Error I am running into on go build:

go build ./...
...
/Users/user/go/pkg/mod/golang.org/toolchain@v0.0.1-go1.21.8.darwin-amd64/pkg/tool/darwin_amd64/link: running clang failed: exit status 1
Undefined symbols for architecture x86_64:
  "_SecTrustEvaluateWithError", referenced from:
      _crypto/x509/internal/macos.x509_SecTrustEvaluateWithError_trampoline.abi0 in go.o
ld: symbol(s) not found for architecture x86_64
clang-16: error: linker command failed with exit code 1 (use -v to see invocation)

I have tried everything I could find so far in this forum, stack overflow, options chatGPT thought I should try. So far no luck. From what I have read it sounds like this was a change in mac around the 10.13 era and golang may have started having this kind of issue around go 1.18. Does anyone know of a solution to this?

1 Like

The default SDK version on x86_64-darwin is 10.12, which lacks that symbol. You need to use the 11.0 SDK.
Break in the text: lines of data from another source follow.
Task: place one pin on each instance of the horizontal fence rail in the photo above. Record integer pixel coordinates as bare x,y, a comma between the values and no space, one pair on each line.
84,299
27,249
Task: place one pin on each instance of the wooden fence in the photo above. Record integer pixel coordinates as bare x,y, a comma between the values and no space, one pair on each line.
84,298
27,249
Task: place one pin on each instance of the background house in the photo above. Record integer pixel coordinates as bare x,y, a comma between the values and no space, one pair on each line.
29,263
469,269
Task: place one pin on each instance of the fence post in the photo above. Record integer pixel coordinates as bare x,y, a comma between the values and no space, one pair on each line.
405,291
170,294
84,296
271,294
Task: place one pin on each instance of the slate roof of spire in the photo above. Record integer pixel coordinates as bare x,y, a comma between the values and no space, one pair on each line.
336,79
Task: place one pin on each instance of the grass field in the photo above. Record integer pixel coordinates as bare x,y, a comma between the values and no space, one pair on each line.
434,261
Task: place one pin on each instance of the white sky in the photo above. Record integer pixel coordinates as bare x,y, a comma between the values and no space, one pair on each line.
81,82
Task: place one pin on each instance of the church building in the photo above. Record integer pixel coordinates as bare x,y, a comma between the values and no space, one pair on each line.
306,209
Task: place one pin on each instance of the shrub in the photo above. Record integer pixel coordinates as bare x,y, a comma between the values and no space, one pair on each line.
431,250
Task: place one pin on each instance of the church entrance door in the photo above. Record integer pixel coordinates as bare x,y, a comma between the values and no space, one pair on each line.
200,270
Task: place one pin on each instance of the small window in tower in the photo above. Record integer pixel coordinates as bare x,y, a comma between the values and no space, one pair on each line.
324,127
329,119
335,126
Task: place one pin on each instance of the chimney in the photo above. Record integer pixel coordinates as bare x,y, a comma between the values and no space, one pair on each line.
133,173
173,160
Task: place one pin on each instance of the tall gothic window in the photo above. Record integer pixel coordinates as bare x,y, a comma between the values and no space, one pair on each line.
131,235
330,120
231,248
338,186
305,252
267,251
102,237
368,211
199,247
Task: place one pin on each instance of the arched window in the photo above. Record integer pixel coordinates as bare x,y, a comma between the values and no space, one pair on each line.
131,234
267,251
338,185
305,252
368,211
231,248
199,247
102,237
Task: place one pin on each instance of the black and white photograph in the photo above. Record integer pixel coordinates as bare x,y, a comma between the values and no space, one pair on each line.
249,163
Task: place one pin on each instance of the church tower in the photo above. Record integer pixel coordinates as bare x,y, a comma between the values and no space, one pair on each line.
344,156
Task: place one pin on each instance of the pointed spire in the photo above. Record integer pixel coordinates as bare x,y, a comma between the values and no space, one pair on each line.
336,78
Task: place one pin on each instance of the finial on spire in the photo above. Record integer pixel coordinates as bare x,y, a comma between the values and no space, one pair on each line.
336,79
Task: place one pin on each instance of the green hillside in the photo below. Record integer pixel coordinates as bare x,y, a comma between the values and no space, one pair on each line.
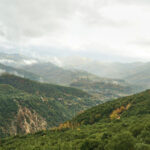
19,72
122,124
27,106
106,90
53,74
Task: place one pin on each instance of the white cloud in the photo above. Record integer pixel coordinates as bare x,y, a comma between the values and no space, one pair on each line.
114,27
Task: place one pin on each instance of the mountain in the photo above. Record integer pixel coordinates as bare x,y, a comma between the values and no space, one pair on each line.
122,124
33,106
57,75
141,76
134,73
19,72
106,89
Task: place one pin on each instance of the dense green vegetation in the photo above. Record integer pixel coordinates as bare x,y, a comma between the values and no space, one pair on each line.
19,72
33,87
122,124
53,74
33,106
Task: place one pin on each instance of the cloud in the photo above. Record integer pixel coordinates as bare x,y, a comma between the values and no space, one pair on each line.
96,28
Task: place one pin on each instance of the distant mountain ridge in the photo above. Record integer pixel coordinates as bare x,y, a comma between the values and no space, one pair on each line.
33,106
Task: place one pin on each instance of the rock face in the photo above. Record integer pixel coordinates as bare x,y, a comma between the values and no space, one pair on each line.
25,122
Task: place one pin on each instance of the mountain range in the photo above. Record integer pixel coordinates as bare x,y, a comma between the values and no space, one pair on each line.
122,124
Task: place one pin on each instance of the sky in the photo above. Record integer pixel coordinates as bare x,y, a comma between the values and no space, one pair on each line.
106,30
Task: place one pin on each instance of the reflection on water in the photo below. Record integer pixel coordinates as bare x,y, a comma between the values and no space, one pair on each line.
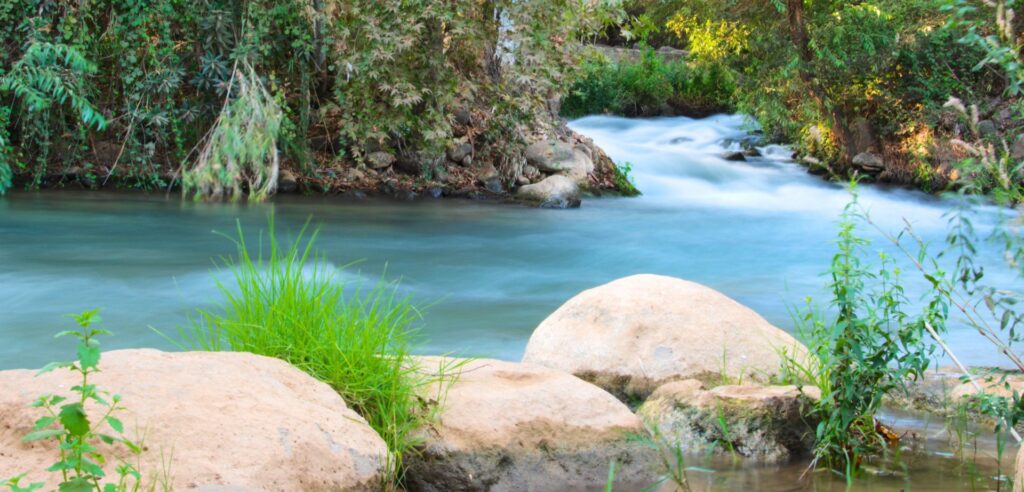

Try the following to use the 11.0 SDK. In your shell.nix, override mkShell then replace your mkShell invocation with mkShell' (or whatever you decide to call it).

  mkShell' = mkShell.override {
    stdenv = if stdenv.isDarwin then overrideSDK stdenv "11.0" else stdenv; }
  };
1 Like

Sadly I still see the same with that override.
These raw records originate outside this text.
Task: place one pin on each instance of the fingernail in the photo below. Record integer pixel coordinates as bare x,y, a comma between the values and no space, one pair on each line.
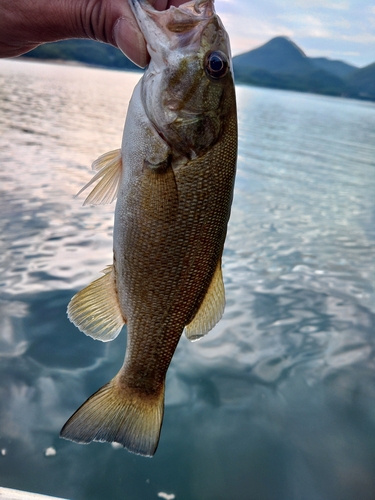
130,41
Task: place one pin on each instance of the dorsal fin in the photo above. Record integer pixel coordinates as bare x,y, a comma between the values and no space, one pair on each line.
108,168
95,310
211,309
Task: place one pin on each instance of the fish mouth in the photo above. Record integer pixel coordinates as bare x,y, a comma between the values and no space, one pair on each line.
172,28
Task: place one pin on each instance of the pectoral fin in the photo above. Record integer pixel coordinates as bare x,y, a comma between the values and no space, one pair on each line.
211,309
95,309
108,168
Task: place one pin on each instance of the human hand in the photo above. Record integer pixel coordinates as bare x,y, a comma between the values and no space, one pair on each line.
25,24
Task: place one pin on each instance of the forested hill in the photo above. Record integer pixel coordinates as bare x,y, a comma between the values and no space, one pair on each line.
83,51
279,63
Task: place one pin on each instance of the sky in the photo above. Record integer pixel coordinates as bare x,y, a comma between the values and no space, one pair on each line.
337,29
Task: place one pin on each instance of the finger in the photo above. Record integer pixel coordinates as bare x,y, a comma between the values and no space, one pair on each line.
130,41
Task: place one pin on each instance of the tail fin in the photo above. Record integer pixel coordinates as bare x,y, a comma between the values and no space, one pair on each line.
115,414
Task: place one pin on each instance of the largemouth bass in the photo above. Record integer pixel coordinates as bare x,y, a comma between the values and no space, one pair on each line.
173,179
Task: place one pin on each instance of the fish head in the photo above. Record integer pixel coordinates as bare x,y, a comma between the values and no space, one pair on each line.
186,86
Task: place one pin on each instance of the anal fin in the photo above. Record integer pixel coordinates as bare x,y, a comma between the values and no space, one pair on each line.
108,167
95,310
211,309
I did find an unfortunate workaround that will help me get by temporarily by setting CGO_ENABLED=0. This at least lets me build my project in its current state but doesn’t save me for other projects that need it enabled.

1 Like

Finally found a better fix for this. In my flake.nix I added:

callPackage = pkgs.darwin.apple_sdk_11_0.callPackage or pkgs.callPackage;

So now my flake file looks like:

{
  description = "test developement shell";

  inputs = {
    nixpkgs.url = "github:nixos/nixpkgs/nixos-unstable";
    flake-utils.url = "github:numtide/flake-utils";
  };

  outputs = inputs@{ self, nixpkgs, flake-utils, ... }:
    flake-utils.lib.eachDefaultSystem (system:
      let
        pkgs = import nixpkgs { inherit system; overlays = [ ]; };
        callPackage = pkgs.darwin.apple_sdk_11_0.callPackage or pkgs.callPackage;
      in rec {
        devShell = callPackage ./shell.nix {inherit pkgs;};
        formatter = pkgs.nixpkgs-fmt;
      });
}

This is still not perfect but fixes a lot more issues when building go code using my shell.nix now. So far for all my projects this combined with setting CGO_ENABLED=0; in the shell.nix have cleaned up all my issues. I don’t know if this would fix it for all issues though.

2 Likes

If overrideSDK is not working, it would be good to have a test case, so it can be investigated. apple_sdk_11_0.callPackage is not deprecated yet, but it will be, and overrideSDK is the intended replacementx

I did a nix flake update this morning and now have golang 1.21.9 and that problem goes away. So this wasn’t even a nix issue, at least the _SecTrustEvaluateWithError wasn’t. I did then run into:

/nix/store/1ilwk5v4vqbx9hsh695cdfxjsispqfvj-go-1.21.9/share/go/pkg/tool/darwin_amd64/link: running clang failed: exit status 1
Undefined symbols for architecture x86_64:
  "_utimensat", referenced from:
      _syscall.libc_utimensat_trampoline.abi0 in go.o
      _libc_utimensat_trampoline in go.o
ld: symbol(s) not found for architecture x86_64
clang-16: error: linker command failed with exit code 1 (use -v to see invocation)

which your changes added to my shell.nix do now fix:

  mkShell' = mkShell.override {
    stdenv = if stdenv.isDarwin then overrideSDK stdenv "11.0" else stdenv;
  };
2 Likes

I tried a lot of other approaches, this worked. I believe it some temporary transition moment in nixos-unstable. They did cleanup in area.